“Vae victis” (« Malheur aux vaincus »), dit le proverbe...

“Vae victis” (« Malheur aux vaincus »), dit le proverbe ! La littérature rabbinique, qui fait mémoire de l’aventure suicidaire de Bar Kokba, aurait pu conspuer celui qui plongea la Palestine juive dans un bain de sang. Elle concentre davantage sa hargne sur Hadrien (« Que ses os soient réduits en poudre ! ») et se contente de critiquer les prétentions messianiques de l’Insurgé, qu’elles proviennent de lui-même ou de ses partisans.

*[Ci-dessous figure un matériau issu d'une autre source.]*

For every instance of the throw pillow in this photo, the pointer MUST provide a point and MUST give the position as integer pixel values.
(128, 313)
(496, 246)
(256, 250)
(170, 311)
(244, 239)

Une prétention messianique

On sait peu de choses du héros sinon qu’il s’appelle bar (araméen) ou ben (hébreu) Kosiba, « fils de Kosiba ». Il s’agirait d’un nom de famille, famille par ailleurs inconnue, plutôt que de la désignation d’un lieu d’origine.

C’est ce nom qui apparaît dans la correspondance et autres documents retrouvés entre 1951 et 1960 dans le désert de Juda, plus particulièrement dans les grottes de Wadi Murabba’at où séjourna, à la fin de la lutte, un contingent des insurgés. La critique rabbinique déforme ce patronyme en Bar Koziba (« fils du mensonge »). Le surnom laudatif, Bar Kokba, connu des sources chrétiennes, signifie « fils de l’Étoile » et renvoie à une prophétie : « S’élève de Jacob une étoile » (Nb 24,17). Or, depuis la Bible grecque des Septante, en passant par les textes de Qoumrân et le Targoum, cet oracle s’interprétait comme visant la venue du Messie.

Ainsi, la lutte bouillait d’une fièvre messianique et le personnage pouvait vraisemblablement se réclamer d’une ascendance davidique. Certes, les monnaies de bronze et d’argent frappées au long des trois années et demie de la guerre n’affichent pas le titre de Messie, mais simplement Sim(é)on, le prénom de Bar Kosiba. Toutefois, se rencontre une apposition occasionnelle : « Siméon, prince (nasi) d’Israël. » Or, depuis Ézéchiel (34,24) et dans les textes de Qoumrân, ce titre désigne le Messie. Soit seul, soit associé à Simon, se lit parfois « Éléazar le prêtre ». Faute d’autres candidats fiables, cet Éléazar pourrait être Éléazar de Modîn, présenté par le Talmud comme un oncle de Bar Kosiba, ce qui laisserait entendre qu’une partie du sacerdoce participa à la lutte.

Libérer Jérusalem

Quelques pièces de l’époque représentent la façade du Temple surmontée d’une étoile. On trouve aussi ces légendes : « An un de la rédemption (“ge’ûllah”) d’Israël », « An deux de la liberté (“hérût”) d’Israël ». Ainsi s’affiche clairement un projet de libération et le mot “ge’ûllah” rappelle, par recoupement avec le vocabulaire biblique, l’antique libération du joug égyptien. D’autres pièces portent le simple mot « Jérusalem », mais certaines précisent le sens : « Pour [de ?] la liberté de Jérusalem ».

Là commence le débat : durant la guerre, les insurgés auraient-ils conquis pour un temps Jérusalem ? ou bien ces inscriptions reflètent-elle seulement un projet qui ne se réalisa pas ? L’impossibilité de résoudre vraiment cette alternative montre combien il est difficile de cerner les faits.


© Claude Tassin, SBEV / Éd. du Cerf, Cahier Évangile n° 144 (juin 2008), "Des fils d'Hérode à la 2e Guerre juive", p. 45-46.